20.10.20

POESÍA INCONCEBIBLE

Te pido que me ignores,
no escuches este silencio ensordecedor,
no intentes caber en el completo vacío,
no te metas a esta saturación,
no me obedezcas nunca.

Me dicen que estoy loco por desatar tanta cordura.
Todo concuerda.

Cuando me convertí en el máximo exagerador del mundo,
fundé mi propia sociedad personal,
secreta, escondida a simple vista,
donde no fui admitido por ser considerado
desconsiderado ¡e impredecible!
¡Qué insulto más amable!

Traigo conmigo lo no-poseíble.
Regalo perdición, altibajos,
y contradicciones afines.

La poesía me dio lo inconcebible,
con sus verdades, falsamente ciertas,
difusiones difusas, incomprobadas e
incuestionables, aunque discutibles,
la exactitud de todos los misterios,
la vaguedad de todas las certezas,
superando, así, lo inalcanzable.

Te confieso lo manifiesto:
Hallo satisfacción en el inconformismo,
produzco incomodidad porque es mi confort favorito.
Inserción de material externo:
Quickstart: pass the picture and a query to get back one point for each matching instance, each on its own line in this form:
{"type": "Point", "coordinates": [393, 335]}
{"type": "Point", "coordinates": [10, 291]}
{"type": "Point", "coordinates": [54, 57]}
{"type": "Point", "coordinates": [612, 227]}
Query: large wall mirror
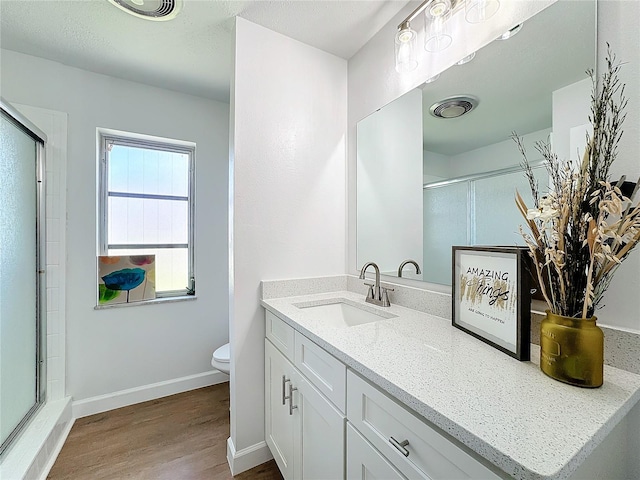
{"type": "Point", "coordinates": [425, 183]}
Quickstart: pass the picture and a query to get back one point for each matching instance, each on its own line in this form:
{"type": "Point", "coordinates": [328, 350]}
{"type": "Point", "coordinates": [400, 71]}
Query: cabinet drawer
{"type": "Point", "coordinates": [364, 462]}
{"type": "Point", "coordinates": [324, 371]}
{"type": "Point", "coordinates": [280, 334]}
{"type": "Point", "coordinates": [428, 453]}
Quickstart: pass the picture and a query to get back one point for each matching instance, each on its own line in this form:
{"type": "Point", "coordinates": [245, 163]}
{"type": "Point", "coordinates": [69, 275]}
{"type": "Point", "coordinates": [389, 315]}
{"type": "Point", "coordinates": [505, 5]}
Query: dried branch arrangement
{"type": "Point", "coordinates": [585, 226]}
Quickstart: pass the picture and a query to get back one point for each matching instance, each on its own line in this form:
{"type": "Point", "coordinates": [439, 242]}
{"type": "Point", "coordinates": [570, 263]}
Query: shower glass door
{"type": "Point", "coordinates": [21, 273]}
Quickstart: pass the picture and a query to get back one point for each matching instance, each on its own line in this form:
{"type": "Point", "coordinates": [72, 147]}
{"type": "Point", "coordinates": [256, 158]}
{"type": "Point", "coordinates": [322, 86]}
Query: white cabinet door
{"type": "Point", "coordinates": [319, 440]}
{"type": "Point", "coordinates": [279, 424]}
{"type": "Point", "coordinates": [364, 462]}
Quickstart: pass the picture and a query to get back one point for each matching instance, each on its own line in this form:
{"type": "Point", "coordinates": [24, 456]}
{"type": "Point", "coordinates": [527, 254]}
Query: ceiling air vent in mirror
{"type": "Point", "coordinates": [453, 107]}
{"type": "Point", "coordinates": [156, 10]}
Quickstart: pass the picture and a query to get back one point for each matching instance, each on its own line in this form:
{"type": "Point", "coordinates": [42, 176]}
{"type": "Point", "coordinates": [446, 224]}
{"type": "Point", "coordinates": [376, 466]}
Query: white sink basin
{"type": "Point", "coordinates": [343, 312]}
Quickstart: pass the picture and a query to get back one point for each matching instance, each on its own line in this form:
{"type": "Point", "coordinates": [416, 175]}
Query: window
{"type": "Point", "coordinates": [146, 206]}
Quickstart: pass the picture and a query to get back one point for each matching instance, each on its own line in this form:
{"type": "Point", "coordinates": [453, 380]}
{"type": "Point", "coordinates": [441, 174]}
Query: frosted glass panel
{"type": "Point", "coordinates": [137, 170]}
{"type": "Point", "coordinates": [445, 224]}
{"type": "Point", "coordinates": [496, 216]}
{"type": "Point", "coordinates": [17, 276]}
{"type": "Point", "coordinates": [142, 220]}
{"type": "Point", "coordinates": [172, 266]}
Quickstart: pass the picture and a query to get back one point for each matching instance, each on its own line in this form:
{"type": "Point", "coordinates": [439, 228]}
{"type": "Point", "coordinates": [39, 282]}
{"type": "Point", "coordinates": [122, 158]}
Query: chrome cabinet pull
{"type": "Point", "coordinates": [400, 446]}
{"type": "Point", "coordinates": [292, 407]}
{"type": "Point", "coordinates": [284, 381]}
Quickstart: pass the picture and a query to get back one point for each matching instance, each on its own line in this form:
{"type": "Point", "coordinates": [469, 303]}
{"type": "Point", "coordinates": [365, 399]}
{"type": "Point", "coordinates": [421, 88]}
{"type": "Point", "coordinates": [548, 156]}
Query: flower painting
{"type": "Point", "coordinates": [126, 279]}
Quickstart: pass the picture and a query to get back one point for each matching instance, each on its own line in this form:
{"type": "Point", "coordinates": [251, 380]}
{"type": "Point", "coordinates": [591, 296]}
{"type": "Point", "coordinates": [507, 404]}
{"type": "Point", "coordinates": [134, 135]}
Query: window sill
{"type": "Point", "coordinates": [180, 298]}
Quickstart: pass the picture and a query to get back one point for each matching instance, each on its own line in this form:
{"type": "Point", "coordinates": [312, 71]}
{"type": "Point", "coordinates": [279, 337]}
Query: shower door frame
{"type": "Point", "coordinates": [40, 139]}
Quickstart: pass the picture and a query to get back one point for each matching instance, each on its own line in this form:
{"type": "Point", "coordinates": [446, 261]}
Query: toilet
{"type": "Point", "coordinates": [220, 359]}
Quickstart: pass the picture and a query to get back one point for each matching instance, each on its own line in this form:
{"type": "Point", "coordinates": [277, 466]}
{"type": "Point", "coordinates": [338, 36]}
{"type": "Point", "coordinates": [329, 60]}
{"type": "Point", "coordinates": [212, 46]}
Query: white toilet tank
{"type": "Point", "coordinates": [221, 359]}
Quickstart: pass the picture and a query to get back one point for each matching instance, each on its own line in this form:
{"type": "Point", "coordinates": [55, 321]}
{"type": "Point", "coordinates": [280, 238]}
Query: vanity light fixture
{"type": "Point", "coordinates": [511, 32]}
{"type": "Point", "coordinates": [466, 59]}
{"type": "Point", "coordinates": [405, 48]}
{"type": "Point", "coordinates": [155, 10]}
{"type": "Point", "coordinates": [437, 34]}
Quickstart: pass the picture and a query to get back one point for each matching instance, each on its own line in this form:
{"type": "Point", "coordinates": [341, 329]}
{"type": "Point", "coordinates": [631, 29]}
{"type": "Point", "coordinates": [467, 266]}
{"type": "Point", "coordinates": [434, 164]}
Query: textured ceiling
{"type": "Point", "coordinates": [191, 53]}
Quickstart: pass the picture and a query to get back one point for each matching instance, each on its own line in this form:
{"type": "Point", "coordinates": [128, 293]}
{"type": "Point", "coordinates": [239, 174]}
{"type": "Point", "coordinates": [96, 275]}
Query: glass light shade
{"type": "Point", "coordinates": [477, 11]}
{"type": "Point", "coordinates": [405, 48]}
{"type": "Point", "coordinates": [437, 35]}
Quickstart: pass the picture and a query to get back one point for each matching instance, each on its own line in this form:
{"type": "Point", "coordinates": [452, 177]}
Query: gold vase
{"type": "Point", "coordinates": [572, 350]}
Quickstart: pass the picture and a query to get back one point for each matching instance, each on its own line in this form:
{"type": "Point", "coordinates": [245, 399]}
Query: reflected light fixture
{"type": "Point", "coordinates": [510, 33]}
{"type": "Point", "coordinates": [466, 59]}
{"type": "Point", "coordinates": [405, 48]}
{"type": "Point", "coordinates": [437, 34]}
{"type": "Point", "coordinates": [453, 107]}
{"type": "Point", "coordinates": [432, 79]}
{"type": "Point", "coordinates": [156, 10]}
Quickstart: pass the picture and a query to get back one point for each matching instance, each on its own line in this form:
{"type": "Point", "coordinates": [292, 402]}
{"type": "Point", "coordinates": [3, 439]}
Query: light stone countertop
{"type": "Point", "coordinates": [507, 411]}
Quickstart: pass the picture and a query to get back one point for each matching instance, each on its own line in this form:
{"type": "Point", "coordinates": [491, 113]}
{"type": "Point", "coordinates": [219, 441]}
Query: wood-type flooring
{"type": "Point", "coordinates": [181, 437]}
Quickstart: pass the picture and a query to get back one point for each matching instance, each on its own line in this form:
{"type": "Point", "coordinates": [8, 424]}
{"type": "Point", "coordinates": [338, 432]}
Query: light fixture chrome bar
{"type": "Point", "coordinates": [421, 8]}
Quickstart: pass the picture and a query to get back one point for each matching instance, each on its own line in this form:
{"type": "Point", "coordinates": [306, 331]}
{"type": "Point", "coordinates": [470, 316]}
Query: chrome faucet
{"type": "Point", "coordinates": [418, 272]}
{"type": "Point", "coordinates": [377, 295]}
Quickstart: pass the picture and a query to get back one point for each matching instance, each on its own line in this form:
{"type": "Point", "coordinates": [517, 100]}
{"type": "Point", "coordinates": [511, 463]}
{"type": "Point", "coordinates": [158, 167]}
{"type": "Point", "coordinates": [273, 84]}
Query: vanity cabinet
{"type": "Point", "coordinates": [310, 395]}
{"type": "Point", "coordinates": [364, 461]}
{"type": "Point", "coordinates": [411, 445]}
{"type": "Point", "coordinates": [304, 429]}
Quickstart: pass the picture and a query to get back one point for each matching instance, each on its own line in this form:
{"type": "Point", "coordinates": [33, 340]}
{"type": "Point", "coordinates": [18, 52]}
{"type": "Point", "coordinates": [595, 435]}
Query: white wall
{"type": "Point", "coordinates": [123, 348]}
{"type": "Point", "coordinates": [618, 25]}
{"type": "Point", "coordinates": [496, 156]}
{"type": "Point", "coordinates": [390, 184]}
{"type": "Point", "coordinates": [571, 107]}
{"type": "Point", "coordinates": [288, 124]}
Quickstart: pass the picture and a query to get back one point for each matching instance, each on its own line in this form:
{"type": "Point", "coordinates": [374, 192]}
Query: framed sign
{"type": "Point", "coordinates": [491, 297]}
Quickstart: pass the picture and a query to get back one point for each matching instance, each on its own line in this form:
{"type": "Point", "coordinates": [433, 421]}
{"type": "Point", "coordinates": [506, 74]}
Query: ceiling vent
{"type": "Point", "coordinates": [453, 107]}
{"type": "Point", "coordinates": [156, 10]}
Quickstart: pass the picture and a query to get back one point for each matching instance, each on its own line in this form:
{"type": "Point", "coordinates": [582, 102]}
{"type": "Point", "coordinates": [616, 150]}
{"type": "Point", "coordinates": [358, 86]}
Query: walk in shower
{"type": "Point", "coordinates": [22, 273]}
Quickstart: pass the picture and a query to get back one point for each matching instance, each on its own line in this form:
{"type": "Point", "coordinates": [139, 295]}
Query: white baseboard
{"type": "Point", "coordinates": [131, 396]}
{"type": "Point", "coordinates": [35, 450]}
{"type": "Point", "coordinates": [56, 449]}
{"type": "Point", "coordinates": [247, 458]}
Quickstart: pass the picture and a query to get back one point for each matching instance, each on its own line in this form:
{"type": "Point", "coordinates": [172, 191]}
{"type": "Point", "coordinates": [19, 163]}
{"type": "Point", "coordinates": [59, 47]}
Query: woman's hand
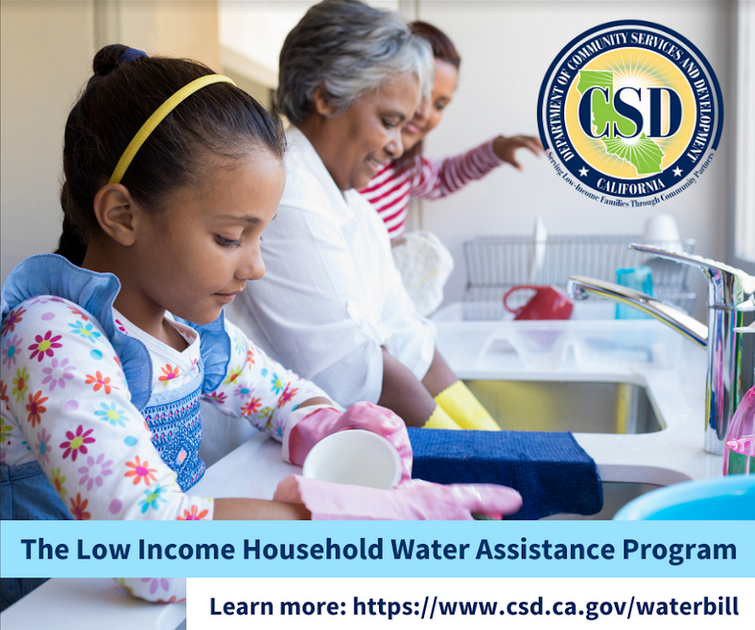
{"type": "Point", "coordinates": [505, 148]}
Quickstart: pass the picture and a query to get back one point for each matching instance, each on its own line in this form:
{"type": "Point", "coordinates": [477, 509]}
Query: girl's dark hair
{"type": "Point", "coordinates": [219, 119]}
{"type": "Point", "coordinates": [443, 49]}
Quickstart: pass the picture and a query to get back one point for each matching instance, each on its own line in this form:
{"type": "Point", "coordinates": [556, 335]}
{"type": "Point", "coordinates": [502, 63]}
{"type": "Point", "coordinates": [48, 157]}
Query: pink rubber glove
{"type": "Point", "coordinates": [362, 415]}
{"type": "Point", "coordinates": [412, 500]}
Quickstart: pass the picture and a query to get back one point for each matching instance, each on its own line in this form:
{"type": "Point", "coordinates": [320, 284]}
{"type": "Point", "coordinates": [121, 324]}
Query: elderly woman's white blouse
{"type": "Point", "coordinates": [331, 295]}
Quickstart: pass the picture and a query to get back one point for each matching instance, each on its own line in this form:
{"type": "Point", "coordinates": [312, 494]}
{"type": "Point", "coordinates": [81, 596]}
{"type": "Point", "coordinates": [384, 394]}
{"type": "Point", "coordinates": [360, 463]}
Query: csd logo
{"type": "Point", "coordinates": [631, 113]}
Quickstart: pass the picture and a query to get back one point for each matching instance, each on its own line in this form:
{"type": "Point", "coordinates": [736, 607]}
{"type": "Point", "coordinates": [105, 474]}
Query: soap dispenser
{"type": "Point", "coordinates": [739, 445]}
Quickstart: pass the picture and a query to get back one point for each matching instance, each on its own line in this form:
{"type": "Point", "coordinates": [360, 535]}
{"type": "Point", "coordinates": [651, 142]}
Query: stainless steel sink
{"type": "Point", "coordinates": [579, 406]}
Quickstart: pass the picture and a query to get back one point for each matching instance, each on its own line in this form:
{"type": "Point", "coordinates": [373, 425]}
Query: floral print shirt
{"type": "Point", "coordinates": [115, 440]}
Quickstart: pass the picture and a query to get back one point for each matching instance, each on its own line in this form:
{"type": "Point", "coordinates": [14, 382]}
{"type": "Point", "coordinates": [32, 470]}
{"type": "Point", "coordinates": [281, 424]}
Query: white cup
{"type": "Point", "coordinates": [355, 457]}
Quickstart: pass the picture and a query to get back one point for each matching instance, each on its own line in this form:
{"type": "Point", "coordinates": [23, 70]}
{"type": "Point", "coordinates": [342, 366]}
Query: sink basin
{"type": "Point", "coordinates": [578, 406]}
{"type": "Point", "coordinates": [615, 496]}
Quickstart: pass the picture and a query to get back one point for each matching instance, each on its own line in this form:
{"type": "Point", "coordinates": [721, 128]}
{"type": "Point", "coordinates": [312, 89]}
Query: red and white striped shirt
{"type": "Point", "coordinates": [389, 191]}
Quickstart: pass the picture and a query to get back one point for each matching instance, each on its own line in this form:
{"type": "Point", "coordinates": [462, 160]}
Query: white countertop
{"type": "Point", "coordinates": [672, 371]}
{"type": "Point", "coordinates": [675, 382]}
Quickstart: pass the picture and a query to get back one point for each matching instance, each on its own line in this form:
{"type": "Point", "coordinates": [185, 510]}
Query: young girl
{"type": "Point", "coordinates": [171, 175]}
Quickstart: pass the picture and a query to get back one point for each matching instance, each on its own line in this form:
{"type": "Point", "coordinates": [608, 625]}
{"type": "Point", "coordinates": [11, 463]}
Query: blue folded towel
{"type": "Point", "coordinates": [550, 470]}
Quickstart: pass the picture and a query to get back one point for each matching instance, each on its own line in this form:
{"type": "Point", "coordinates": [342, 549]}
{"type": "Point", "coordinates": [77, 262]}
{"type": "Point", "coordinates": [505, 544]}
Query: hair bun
{"type": "Point", "coordinates": [110, 57]}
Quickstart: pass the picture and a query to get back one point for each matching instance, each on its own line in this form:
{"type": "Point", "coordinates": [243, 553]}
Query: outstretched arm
{"type": "Point", "coordinates": [505, 148]}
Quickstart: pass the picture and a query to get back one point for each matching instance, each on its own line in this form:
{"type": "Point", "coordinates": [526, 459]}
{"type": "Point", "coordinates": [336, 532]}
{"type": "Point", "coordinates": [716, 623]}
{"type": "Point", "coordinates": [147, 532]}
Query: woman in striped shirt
{"type": "Point", "coordinates": [413, 175]}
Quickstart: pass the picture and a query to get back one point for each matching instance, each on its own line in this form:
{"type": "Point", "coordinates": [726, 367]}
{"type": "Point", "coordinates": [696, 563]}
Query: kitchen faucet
{"type": "Point", "coordinates": [731, 293]}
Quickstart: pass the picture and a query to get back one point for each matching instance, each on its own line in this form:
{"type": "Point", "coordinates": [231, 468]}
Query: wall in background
{"type": "Point", "coordinates": [46, 54]}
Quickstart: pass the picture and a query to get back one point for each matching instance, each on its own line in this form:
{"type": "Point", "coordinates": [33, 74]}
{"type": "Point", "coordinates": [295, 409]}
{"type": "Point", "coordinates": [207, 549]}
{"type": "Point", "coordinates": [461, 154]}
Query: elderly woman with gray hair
{"type": "Point", "coordinates": [332, 305]}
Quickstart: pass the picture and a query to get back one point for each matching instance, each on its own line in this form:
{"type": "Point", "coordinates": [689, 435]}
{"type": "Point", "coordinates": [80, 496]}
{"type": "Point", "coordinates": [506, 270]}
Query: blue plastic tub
{"type": "Point", "coordinates": [726, 499]}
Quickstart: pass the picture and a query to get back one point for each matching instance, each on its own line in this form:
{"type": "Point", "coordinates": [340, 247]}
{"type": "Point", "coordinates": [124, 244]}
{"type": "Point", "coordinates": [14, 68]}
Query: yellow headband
{"type": "Point", "coordinates": [156, 118]}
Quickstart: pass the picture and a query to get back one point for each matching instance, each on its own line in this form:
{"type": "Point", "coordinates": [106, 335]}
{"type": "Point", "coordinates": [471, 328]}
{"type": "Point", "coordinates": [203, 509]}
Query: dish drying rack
{"type": "Point", "coordinates": [495, 264]}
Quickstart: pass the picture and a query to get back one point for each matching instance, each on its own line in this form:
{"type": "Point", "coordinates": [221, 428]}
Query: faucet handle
{"type": "Point", "coordinates": [727, 286]}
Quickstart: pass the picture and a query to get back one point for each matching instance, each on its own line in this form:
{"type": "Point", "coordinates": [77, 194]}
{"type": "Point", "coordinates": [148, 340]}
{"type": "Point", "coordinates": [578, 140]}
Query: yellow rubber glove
{"type": "Point", "coordinates": [439, 419]}
{"type": "Point", "coordinates": [464, 409]}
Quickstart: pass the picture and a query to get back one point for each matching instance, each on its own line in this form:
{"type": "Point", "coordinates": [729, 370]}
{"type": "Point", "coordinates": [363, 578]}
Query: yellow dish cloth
{"type": "Point", "coordinates": [439, 419]}
{"type": "Point", "coordinates": [464, 409]}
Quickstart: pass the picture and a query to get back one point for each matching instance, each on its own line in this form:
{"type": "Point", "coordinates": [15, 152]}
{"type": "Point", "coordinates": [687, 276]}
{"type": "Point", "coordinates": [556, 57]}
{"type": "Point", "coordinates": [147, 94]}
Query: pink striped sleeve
{"type": "Point", "coordinates": [441, 178]}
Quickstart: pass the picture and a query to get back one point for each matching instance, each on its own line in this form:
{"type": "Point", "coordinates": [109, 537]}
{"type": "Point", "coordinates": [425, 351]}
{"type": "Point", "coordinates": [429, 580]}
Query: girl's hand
{"type": "Point", "coordinates": [505, 148]}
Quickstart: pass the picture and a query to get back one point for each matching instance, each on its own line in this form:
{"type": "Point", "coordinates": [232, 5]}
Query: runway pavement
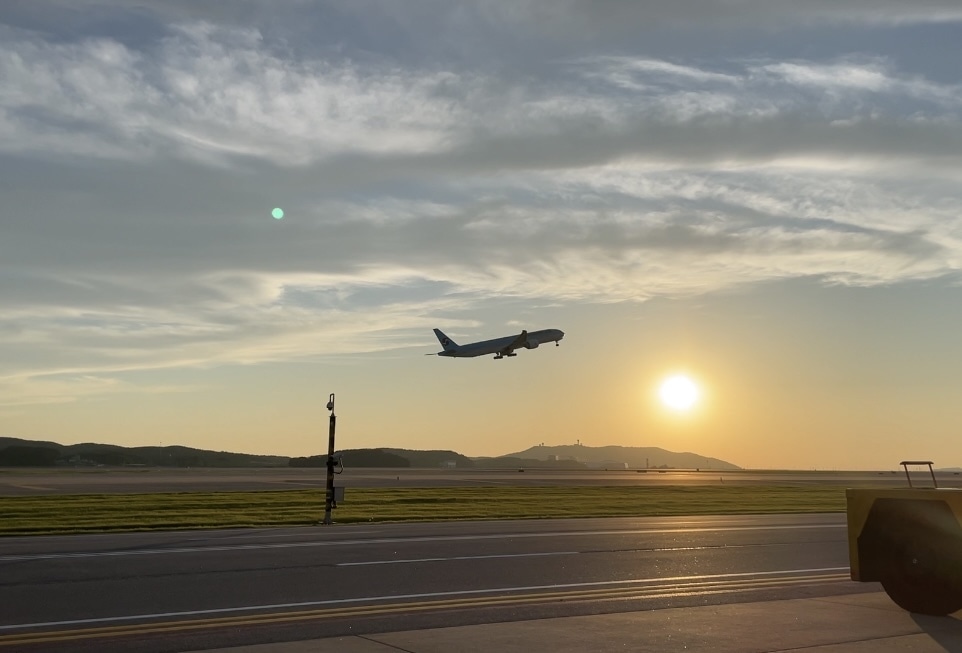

En este sin parar irregular,
de calma arrasadora,
la lágrima feliz, solloza, trovadora.

Por agridulce que sea lo tragicómico,
amamos odiar
los dolorosos placeres.

Mis ajen@s,
con esta gran humildad que poseo,
con intrincada precisión, les expreso
este fastidioso entretenimiento,
a riesgo, seguramente,
a pesar de elevar
el grado de susceptibilidad de les eufemistas,
me declaro un descarado,
que se jacta del simple acto
de poetizar,
de una manera o de otra,
de estar
en pos de ir en contra.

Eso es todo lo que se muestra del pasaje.